There's been conglomeration under six principal princes—they're kings, they're barons!—and these six companies [Viacom, Fox, Disney, Vivendi, Sony, and Time-Warner] have control of the world.... Michael Eisner decides, "I can't make a movie about Martin Luther King, Jr.—they'll be rioting at the gates of Disneyland!" That's bulls**t! But that's what the new world order is.... They control culture, they control ideas. And I think the revolt of September 11th was about "F*** you! F*** your order."At this point Stone was briefly interrupted by Christopher Hitchens, columnist at the Nation and Vanity Fair, who insisted that the events of September 11 represented "state-supported mass murder" rather than a "revolt," but Stone continued, amid nervous applause and puzzled looks from the audience:
The studios bought television stations.
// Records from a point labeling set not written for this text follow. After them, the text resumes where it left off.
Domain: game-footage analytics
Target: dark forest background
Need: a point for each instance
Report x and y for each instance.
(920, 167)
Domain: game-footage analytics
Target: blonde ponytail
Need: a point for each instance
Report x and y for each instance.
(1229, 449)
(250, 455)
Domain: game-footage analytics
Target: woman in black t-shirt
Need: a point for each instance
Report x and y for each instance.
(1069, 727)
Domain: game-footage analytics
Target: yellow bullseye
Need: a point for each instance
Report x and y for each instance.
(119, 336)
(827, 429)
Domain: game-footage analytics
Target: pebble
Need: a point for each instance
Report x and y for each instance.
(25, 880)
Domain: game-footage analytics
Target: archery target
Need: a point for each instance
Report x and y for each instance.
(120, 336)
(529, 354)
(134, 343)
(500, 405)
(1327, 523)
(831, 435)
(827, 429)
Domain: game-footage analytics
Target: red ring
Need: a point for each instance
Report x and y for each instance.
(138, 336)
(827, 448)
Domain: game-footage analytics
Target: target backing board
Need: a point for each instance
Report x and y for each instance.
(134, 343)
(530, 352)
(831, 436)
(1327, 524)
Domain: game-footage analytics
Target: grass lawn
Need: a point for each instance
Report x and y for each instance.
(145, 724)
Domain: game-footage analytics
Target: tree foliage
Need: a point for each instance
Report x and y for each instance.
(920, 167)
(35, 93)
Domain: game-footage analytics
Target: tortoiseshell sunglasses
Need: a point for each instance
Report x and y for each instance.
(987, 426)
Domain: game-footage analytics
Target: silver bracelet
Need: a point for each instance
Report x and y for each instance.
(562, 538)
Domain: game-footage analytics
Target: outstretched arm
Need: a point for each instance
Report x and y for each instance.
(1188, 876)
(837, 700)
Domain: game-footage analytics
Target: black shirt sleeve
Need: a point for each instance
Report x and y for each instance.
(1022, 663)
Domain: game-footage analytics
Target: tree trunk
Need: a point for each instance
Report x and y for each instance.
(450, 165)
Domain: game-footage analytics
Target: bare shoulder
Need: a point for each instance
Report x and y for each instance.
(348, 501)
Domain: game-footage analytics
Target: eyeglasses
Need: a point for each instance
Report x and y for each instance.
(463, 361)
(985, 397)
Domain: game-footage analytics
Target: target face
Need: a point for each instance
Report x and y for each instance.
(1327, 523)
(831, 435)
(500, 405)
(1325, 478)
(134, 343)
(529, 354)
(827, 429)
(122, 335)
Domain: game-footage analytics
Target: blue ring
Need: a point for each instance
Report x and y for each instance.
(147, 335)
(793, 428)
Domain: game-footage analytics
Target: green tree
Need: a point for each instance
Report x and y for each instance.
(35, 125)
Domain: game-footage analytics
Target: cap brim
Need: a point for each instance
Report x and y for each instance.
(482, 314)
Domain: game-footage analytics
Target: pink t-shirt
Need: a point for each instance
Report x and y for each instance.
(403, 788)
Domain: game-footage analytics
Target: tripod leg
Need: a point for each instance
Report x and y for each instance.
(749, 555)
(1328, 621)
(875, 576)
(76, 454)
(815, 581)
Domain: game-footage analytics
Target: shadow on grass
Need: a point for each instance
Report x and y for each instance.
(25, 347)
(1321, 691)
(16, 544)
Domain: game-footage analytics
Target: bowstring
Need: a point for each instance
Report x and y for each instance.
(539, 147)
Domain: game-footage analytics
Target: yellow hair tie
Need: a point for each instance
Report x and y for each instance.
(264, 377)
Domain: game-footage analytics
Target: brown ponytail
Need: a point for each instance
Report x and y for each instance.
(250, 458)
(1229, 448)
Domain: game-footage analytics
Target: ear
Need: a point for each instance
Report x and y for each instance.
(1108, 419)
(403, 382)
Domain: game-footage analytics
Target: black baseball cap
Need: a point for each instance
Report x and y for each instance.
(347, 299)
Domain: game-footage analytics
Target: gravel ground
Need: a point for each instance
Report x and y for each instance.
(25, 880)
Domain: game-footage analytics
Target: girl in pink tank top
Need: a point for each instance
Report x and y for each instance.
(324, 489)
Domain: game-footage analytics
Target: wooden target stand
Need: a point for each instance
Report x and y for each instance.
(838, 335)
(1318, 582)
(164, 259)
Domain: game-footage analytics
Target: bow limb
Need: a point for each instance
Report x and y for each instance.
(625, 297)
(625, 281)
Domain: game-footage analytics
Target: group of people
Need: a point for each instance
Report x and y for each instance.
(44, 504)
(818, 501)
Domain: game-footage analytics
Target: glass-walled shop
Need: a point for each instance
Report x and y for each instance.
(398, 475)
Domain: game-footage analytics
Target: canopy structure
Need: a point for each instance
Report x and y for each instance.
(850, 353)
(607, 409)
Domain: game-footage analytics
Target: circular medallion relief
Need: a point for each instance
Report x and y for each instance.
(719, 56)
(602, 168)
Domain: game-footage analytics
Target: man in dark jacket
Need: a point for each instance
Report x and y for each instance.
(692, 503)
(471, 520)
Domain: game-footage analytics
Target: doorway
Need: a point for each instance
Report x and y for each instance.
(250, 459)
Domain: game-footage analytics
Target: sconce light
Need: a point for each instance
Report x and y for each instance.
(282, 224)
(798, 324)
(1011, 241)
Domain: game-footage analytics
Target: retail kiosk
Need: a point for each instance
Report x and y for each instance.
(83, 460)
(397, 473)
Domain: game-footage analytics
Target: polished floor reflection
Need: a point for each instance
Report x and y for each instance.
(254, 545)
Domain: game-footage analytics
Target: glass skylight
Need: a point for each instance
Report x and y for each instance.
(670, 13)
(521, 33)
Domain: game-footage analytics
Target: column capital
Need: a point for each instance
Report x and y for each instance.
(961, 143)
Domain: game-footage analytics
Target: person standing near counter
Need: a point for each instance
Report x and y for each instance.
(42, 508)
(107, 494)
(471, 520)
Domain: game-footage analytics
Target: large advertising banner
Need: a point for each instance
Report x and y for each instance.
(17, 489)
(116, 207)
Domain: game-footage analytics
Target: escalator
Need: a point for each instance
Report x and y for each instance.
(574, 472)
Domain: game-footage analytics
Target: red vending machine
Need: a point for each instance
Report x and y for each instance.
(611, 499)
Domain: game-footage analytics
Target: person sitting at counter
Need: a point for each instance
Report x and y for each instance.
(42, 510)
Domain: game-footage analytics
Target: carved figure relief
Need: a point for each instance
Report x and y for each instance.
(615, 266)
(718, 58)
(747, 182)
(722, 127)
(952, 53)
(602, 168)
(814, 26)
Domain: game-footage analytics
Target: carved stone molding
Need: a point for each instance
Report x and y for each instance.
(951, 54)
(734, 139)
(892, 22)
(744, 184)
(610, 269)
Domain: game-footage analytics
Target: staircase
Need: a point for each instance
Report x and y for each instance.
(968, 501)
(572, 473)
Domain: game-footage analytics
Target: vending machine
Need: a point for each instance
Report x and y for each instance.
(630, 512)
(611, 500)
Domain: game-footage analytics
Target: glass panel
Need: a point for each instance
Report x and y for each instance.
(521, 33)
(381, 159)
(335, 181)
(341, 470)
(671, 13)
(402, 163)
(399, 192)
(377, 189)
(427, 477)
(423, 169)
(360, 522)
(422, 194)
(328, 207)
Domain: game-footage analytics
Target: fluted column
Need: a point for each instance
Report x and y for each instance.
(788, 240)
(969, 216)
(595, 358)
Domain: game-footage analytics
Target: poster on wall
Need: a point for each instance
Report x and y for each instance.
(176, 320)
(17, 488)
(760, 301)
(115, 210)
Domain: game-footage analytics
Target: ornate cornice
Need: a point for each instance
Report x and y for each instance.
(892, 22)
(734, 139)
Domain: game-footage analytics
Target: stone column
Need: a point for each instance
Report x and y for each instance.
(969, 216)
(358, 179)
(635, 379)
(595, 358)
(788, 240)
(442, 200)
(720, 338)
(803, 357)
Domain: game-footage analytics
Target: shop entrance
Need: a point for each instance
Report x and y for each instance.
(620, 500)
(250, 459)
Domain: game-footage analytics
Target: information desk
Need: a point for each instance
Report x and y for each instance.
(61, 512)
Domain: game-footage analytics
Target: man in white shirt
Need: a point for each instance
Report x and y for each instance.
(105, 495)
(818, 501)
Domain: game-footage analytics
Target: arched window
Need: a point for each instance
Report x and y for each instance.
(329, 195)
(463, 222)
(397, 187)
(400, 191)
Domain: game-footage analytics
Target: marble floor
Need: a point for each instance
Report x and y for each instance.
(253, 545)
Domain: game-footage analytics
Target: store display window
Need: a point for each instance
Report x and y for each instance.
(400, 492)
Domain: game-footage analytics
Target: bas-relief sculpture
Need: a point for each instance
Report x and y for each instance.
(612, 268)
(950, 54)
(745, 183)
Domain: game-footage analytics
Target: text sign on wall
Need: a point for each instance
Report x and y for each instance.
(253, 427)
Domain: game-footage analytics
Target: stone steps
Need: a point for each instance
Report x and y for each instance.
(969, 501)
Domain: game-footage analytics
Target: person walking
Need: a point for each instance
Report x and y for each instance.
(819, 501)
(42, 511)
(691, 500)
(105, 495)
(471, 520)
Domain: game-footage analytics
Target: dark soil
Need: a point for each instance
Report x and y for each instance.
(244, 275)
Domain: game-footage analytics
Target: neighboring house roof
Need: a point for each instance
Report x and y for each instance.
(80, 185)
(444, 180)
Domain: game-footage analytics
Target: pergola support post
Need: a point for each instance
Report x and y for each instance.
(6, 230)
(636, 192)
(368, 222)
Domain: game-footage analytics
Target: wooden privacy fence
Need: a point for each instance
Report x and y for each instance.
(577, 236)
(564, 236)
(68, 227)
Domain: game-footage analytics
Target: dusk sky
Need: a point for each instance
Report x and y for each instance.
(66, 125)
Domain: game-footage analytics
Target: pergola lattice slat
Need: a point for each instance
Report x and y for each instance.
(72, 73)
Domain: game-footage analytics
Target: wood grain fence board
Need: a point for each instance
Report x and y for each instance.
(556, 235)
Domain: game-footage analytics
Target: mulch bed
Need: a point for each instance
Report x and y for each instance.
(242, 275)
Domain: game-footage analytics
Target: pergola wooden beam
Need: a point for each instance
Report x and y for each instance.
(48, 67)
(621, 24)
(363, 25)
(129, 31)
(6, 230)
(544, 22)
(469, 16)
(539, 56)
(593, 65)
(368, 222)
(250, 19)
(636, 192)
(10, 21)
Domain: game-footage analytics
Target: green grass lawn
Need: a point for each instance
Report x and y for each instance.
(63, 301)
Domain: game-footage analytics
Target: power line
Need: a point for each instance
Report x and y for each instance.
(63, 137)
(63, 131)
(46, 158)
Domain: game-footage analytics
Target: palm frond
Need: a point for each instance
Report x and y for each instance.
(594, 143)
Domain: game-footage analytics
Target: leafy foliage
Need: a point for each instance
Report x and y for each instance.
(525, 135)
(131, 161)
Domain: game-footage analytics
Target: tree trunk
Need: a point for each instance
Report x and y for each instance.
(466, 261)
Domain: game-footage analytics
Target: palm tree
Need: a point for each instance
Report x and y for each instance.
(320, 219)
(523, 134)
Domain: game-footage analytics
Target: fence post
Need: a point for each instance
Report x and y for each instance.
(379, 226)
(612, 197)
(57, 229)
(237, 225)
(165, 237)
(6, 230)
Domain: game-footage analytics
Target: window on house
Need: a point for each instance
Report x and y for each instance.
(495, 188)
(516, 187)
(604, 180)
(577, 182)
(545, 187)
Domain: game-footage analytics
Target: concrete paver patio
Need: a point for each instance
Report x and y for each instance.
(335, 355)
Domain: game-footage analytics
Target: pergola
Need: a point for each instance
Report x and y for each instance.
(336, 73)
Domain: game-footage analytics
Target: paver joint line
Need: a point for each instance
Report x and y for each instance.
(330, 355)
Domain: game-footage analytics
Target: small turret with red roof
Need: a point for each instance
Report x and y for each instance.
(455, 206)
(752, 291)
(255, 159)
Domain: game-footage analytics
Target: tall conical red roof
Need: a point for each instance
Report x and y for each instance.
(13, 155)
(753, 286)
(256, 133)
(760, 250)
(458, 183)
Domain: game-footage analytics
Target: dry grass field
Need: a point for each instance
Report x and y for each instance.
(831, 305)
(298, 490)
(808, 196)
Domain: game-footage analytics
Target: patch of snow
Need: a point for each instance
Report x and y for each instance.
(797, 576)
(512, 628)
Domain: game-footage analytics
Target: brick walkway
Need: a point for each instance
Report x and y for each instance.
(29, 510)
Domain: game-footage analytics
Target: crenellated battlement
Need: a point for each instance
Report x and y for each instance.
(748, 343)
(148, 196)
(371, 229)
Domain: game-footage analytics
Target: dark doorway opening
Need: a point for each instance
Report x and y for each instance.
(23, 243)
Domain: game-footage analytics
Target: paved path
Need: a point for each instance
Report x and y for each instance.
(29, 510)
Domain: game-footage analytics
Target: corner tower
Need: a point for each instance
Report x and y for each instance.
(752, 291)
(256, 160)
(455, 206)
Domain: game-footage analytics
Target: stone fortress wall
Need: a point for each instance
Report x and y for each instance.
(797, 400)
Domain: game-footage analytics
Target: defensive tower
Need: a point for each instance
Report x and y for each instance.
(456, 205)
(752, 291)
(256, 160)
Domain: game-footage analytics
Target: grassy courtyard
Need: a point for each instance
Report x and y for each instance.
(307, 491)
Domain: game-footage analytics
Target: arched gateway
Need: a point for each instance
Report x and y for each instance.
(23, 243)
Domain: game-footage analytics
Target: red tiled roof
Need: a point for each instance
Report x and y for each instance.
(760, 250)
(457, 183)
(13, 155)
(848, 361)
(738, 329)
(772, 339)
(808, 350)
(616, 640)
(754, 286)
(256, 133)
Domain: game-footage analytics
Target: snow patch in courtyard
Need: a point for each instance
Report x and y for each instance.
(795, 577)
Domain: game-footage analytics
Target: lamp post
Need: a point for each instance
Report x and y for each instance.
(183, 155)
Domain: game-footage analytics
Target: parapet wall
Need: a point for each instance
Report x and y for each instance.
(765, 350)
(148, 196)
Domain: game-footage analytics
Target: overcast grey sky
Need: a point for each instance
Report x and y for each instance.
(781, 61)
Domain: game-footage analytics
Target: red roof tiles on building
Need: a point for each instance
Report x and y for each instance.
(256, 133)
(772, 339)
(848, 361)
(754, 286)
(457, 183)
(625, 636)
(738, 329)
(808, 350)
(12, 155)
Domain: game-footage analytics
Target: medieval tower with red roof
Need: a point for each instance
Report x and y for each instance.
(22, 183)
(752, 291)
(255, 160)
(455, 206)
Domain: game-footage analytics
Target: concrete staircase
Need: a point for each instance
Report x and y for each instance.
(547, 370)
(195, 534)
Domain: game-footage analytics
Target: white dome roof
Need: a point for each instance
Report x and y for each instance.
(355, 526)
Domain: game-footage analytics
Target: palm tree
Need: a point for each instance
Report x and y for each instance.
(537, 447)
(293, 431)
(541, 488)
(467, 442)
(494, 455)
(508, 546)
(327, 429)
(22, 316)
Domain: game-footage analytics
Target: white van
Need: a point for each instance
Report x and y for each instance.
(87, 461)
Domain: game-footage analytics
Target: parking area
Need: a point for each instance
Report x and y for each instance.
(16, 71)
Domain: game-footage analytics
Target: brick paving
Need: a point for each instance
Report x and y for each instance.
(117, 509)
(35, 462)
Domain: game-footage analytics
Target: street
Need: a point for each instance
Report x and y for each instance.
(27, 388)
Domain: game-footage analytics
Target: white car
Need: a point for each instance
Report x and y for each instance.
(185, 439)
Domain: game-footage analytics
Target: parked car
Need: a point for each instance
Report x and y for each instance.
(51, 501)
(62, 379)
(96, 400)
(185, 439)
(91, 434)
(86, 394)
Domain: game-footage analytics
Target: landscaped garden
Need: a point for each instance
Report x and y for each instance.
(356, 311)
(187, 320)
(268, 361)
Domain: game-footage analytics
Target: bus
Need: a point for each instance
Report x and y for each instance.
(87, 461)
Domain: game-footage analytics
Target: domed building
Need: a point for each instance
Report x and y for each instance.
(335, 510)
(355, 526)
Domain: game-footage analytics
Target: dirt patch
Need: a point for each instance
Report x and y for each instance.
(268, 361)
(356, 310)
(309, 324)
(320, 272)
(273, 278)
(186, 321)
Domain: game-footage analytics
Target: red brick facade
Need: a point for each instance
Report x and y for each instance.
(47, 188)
Why? Why did the telecommunications bill get passed at midnight, a hidden bill at midnight? The Arabs have a point! They're going to be joined by the people who objected in Seattle, and the usual ten per cent who are against everything, and it's going to be, like, twenty-five per cent of this country that's against the new world order. We need a trustbuster like Teddy Roosevelt to take the television stations away from the film companies and give them back to the people! ... Does anybody make a connection between the 2000 election and the events of September 11th? Look for the thirteenth month!Nobody in attendance was able to squeeze any sense from that last statement. Stone went on to say that the Palestinians who danced at the news of the attack were reacting just as people had responded after the revolutions in France and Russia. At an informal luncheon following the event, Stone went on:
The new world order is about order and control. This attack was pure chaos, and chaos is energy. All great changes have come from people or events that were initially misunderstood, and seemed frightening, like madmen. Einstein, Nikola Tesla, Gates. I think, I think... I think many things.
Stone also apparently thought night was day, having told several women at the midday gathering what a wonderful evening it was.